The company decided to establish a direct presence in Malaysia after discovering the huge potential here. “We had started with several distributors, but the growth was not what we expected. So, we decided to do a market study and found that the potential was actually huge,” says Eduardo.

“We found that the number of kitchen and bath dealers in this country and the number of projects under construction right now were sizeable. In Malaysia, there is a very healthy middle class and a lot of construction going on. We really believe there is huge potential here.”

However, the company is not only interested in new projects. “We are a company that tries to sell more than 4,000 countertops a day. We are not only looking for big projects. We are going out there to convince individuals to purchase our countertops,” he says.

Hence, the huge focus on marketing and getting Crawford as a brand ambassador — something only a retailer on a brand-building drive would do. “We believe in the brand.

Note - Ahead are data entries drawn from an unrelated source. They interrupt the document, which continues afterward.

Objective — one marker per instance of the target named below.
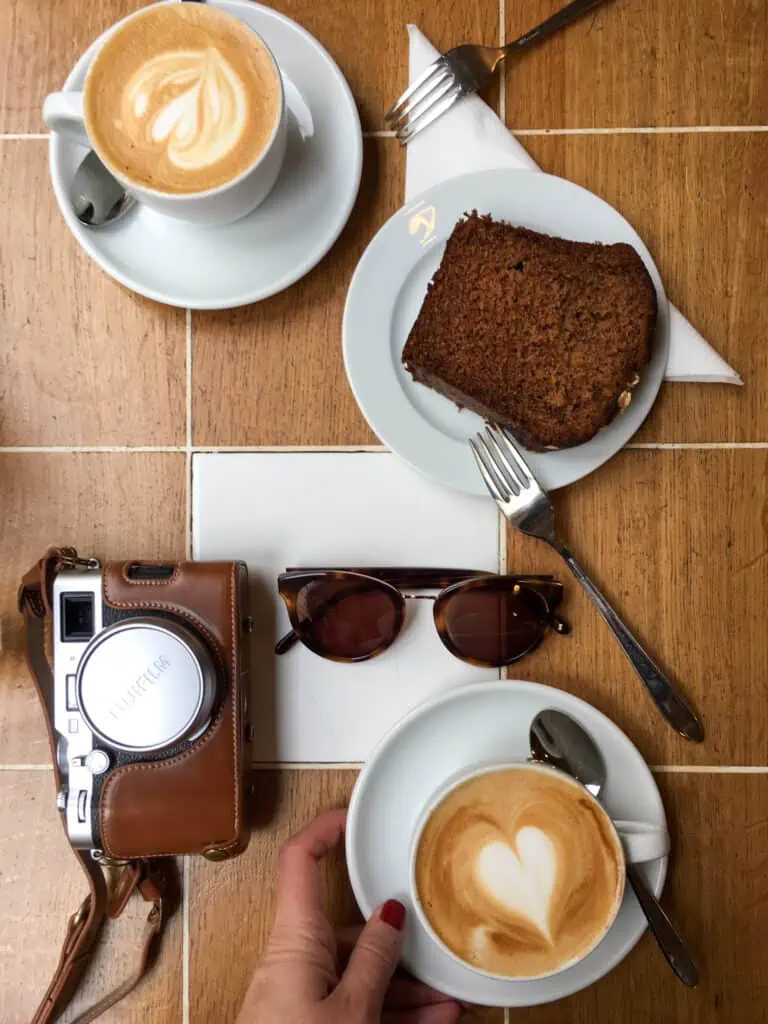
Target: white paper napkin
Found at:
(275, 510)
(470, 137)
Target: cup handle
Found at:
(62, 112)
(642, 841)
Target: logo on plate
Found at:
(423, 220)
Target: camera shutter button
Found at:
(97, 762)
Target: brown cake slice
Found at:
(541, 334)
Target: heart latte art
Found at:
(518, 871)
(181, 98)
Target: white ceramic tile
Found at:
(275, 510)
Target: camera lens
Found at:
(77, 616)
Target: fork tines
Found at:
(433, 92)
(503, 468)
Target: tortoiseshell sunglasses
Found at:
(353, 614)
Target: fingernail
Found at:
(393, 913)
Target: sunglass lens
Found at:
(493, 624)
(348, 617)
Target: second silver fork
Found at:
(525, 504)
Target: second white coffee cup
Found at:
(637, 842)
(65, 113)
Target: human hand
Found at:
(308, 975)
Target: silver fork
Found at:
(466, 70)
(524, 503)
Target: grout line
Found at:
(188, 428)
(503, 69)
(630, 130)
(175, 449)
(185, 943)
(187, 374)
(710, 769)
(645, 130)
(307, 765)
(696, 445)
(88, 449)
(659, 769)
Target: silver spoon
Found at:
(97, 197)
(558, 739)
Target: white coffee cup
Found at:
(62, 112)
(637, 842)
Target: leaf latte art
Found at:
(189, 102)
(518, 871)
(181, 98)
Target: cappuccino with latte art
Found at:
(181, 98)
(518, 871)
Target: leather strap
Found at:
(154, 879)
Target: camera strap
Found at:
(154, 879)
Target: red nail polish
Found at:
(393, 913)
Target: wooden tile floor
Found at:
(660, 108)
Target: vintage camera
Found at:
(151, 707)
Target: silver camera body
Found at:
(128, 687)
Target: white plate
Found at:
(220, 267)
(386, 293)
(467, 726)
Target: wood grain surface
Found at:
(109, 505)
(677, 538)
(716, 894)
(635, 62)
(82, 360)
(42, 886)
(698, 202)
(678, 541)
(272, 373)
(282, 803)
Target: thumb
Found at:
(374, 960)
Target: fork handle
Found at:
(568, 13)
(674, 708)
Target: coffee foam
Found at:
(518, 871)
(181, 98)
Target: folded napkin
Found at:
(470, 137)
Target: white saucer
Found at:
(220, 267)
(386, 293)
(467, 726)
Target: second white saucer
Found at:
(219, 267)
(466, 726)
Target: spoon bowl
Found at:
(558, 739)
(97, 198)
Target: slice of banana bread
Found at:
(541, 334)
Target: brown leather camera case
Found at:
(193, 802)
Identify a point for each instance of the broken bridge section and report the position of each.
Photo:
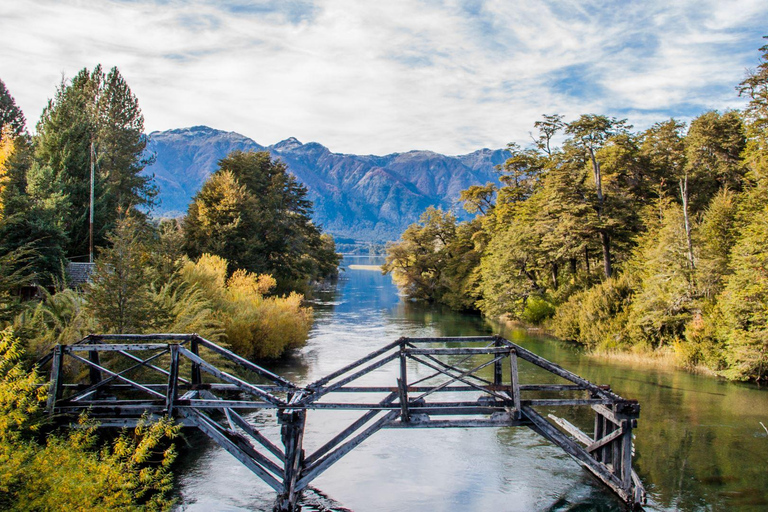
(459, 382)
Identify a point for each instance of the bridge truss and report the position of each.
(459, 382)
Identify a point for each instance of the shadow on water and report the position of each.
(699, 444)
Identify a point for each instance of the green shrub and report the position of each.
(537, 309)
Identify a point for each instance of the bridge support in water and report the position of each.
(460, 382)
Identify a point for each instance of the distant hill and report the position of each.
(364, 197)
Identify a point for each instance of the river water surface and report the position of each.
(699, 444)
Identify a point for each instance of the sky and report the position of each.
(377, 77)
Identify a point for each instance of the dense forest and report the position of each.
(652, 242)
(232, 270)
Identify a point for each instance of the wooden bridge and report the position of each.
(119, 378)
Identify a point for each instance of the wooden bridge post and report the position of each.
(196, 377)
(497, 366)
(292, 433)
(515, 378)
(173, 380)
(402, 385)
(93, 372)
(54, 393)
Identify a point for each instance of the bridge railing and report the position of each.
(459, 382)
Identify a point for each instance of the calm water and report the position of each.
(700, 445)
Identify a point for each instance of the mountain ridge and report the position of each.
(365, 197)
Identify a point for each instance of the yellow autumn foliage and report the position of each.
(256, 325)
(71, 471)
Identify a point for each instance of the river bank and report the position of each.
(699, 444)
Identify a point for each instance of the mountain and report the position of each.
(365, 197)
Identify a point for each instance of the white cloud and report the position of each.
(377, 77)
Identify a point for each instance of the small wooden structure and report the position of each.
(464, 382)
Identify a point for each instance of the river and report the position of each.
(700, 444)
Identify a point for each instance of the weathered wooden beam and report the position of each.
(177, 337)
(458, 351)
(324, 463)
(115, 347)
(449, 371)
(548, 431)
(241, 361)
(196, 376)
(258, 436)
(211, 429)
(551, 367)
(150, 366)
(572, 429)
(452, 339)
(459, 377)
(56, 377)
(104, 382)
(515, 378)
(506, 421)
(443, 367)
(293, 423)
(318, 392)
(604, 440)
(173, 383)
(121, 377)
(244, 386)
(341, 436)
(351, 366)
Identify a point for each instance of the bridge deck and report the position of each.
(459, 382)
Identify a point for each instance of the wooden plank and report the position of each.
(173, 383)
(351, 366)
(196, 375)
(626, 455)
(443, 369)
(116, 347)
(497, 368)
(94, 374)
(604, 440)
(258, 436)
(452, 339)
(87, 392)
(202, 403)
(506, 421)
(548, 431)
(321, 465)
(515, 376)
(572, 429)
(56, 378)
(208, 426)
(124, 379)
(341, 436)
(402, 385)
(244, 386)
(150, 366)
(551, 367)
(241, 361)
(562, 402)
(368, 369)
(139, 337)
(461, 377)
(458, 351)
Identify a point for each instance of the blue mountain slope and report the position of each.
(366, 197)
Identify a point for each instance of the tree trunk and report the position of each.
(684, 197)
(605, 241)
(555, 268)
(586, 259)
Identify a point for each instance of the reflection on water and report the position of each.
(699, 443)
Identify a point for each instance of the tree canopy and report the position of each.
(253, 212)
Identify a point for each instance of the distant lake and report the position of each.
(700, 445)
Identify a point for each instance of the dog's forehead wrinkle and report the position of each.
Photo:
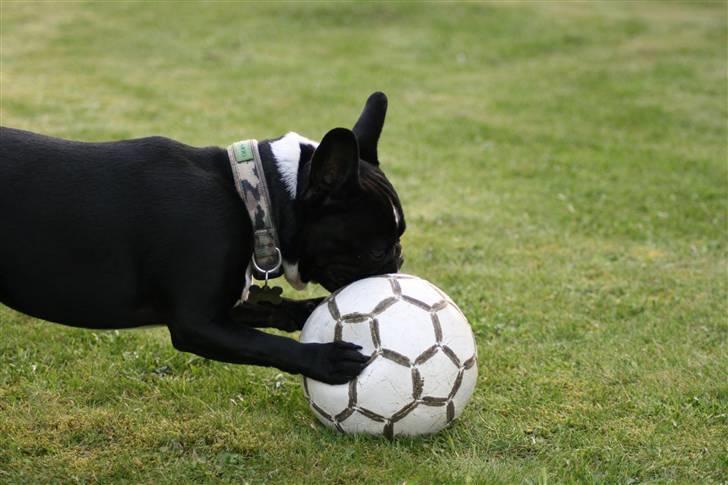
(287, 153)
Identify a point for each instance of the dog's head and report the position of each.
(352, 217)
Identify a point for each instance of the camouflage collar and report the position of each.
(252, 187)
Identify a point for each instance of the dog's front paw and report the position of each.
(335, 362)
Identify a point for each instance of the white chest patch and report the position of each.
(287, 153)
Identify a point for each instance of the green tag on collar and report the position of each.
(243, 152)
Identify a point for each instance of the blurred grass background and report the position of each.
(563, 170)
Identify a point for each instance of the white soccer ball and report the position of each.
(422, 370)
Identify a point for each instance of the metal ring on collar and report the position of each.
(273, 269)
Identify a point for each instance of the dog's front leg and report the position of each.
(227, 341)
(288, 315)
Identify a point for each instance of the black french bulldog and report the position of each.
(151, 231)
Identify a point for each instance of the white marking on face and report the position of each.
(396, 216)
(287, 154)
(293, 276)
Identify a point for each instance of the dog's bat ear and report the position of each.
(334, 165)
(369, 126)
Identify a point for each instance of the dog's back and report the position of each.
(77, 220)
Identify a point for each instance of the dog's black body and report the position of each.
(151, 231)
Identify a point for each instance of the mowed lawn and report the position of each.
(563, 172)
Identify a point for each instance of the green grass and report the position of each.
(563, 170)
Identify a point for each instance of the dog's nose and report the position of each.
(398, 255)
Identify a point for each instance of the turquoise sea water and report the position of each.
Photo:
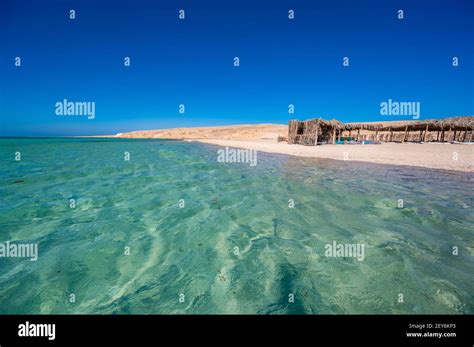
(191, 250)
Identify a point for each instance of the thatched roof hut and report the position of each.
(317, 130)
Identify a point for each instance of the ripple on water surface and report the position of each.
(236, 246)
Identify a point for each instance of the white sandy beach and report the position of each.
(263, 137)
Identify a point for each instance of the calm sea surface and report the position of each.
(236, 246)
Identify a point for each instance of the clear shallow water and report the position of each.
(191, 250)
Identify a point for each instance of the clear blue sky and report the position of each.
(191, 62)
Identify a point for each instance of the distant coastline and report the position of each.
(265, 138)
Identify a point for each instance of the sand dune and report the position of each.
(230, 132)
(263, 137)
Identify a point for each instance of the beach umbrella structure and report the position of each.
(316, 131)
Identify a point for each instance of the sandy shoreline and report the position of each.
(263, 137)
(435, 156)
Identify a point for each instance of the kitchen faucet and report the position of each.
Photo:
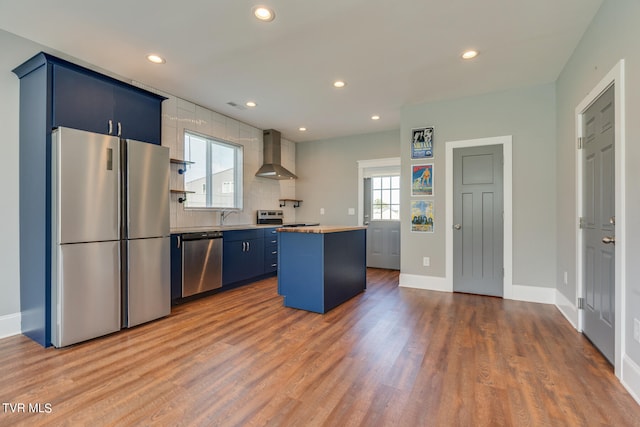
(223, 215)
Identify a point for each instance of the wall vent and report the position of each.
(235, 105)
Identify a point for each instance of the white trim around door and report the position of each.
(505, 141)
(615, 77)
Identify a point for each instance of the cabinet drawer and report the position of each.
(235, 235)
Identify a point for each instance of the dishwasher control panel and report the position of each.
(202, 235)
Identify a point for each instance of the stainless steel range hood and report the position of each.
(271, 165)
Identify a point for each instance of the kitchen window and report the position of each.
(385, 197)
(215, 177)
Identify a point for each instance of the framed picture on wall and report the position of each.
(422, 180)
(422, 143)
(422, 216)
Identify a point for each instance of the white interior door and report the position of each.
(598, 223)
(478, 220)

That is why we invest a lot in marketing and also why we brought Cindy Crawford on board,” says Eduardo.

“We are not interested in simply selling a product, but a service and an experience. I think you can find various products in the market where they sell on price. We are not a company that sells on price. We want the consumer or architect or designer to come to our showroom and see the different applications we can offer them and the quality they can expect.”

He says the company’s business model is pretty simple. “We try to establish a presence with the kitchen and bath dealers in the country, invest in marketing to get to the end-consumers and also work with architects and designers to explain what we can offer them — explain the properties of our materials and, most importantly, tell them how the material and inventory here in Malaysia can provide the service they are looking for.”

To this end, Cosentino has invested RM2 million in its 2,000 sq m centre in Kota Damansara, Petaling Jaya, which serves as both a showroom and a warehouse.

Eduardo is keen to develop the Malaysian market. “We really believe that in the next few years, we will continue to add resources. We now have 12 people here and we will continue to grow the team so we can cover the whole country. Of course, the biggest potential right now is in Kuala Lumpur but we are also looking at Penang and other parts of the country,” he says.

“There are plenty of things we can do differently in this country. We are here to stay and invest in the market. And we will have success.”

Cosentino has come a long way from its origins. When it first started establishing a presence outside Spain in 1999, some 85% of its business still came from there. Today, Spain only represents 7% of its business, says Eduardo.

“There are three very important things for the company — internationalisation, R&D and people. We try and invest in these three areas for the success and future of the company,” he adds.

In 1999, the company only saw €50 million to €60 million in sales. Today, it has crossed the €1 billion mark and is present in 140 locations around the world.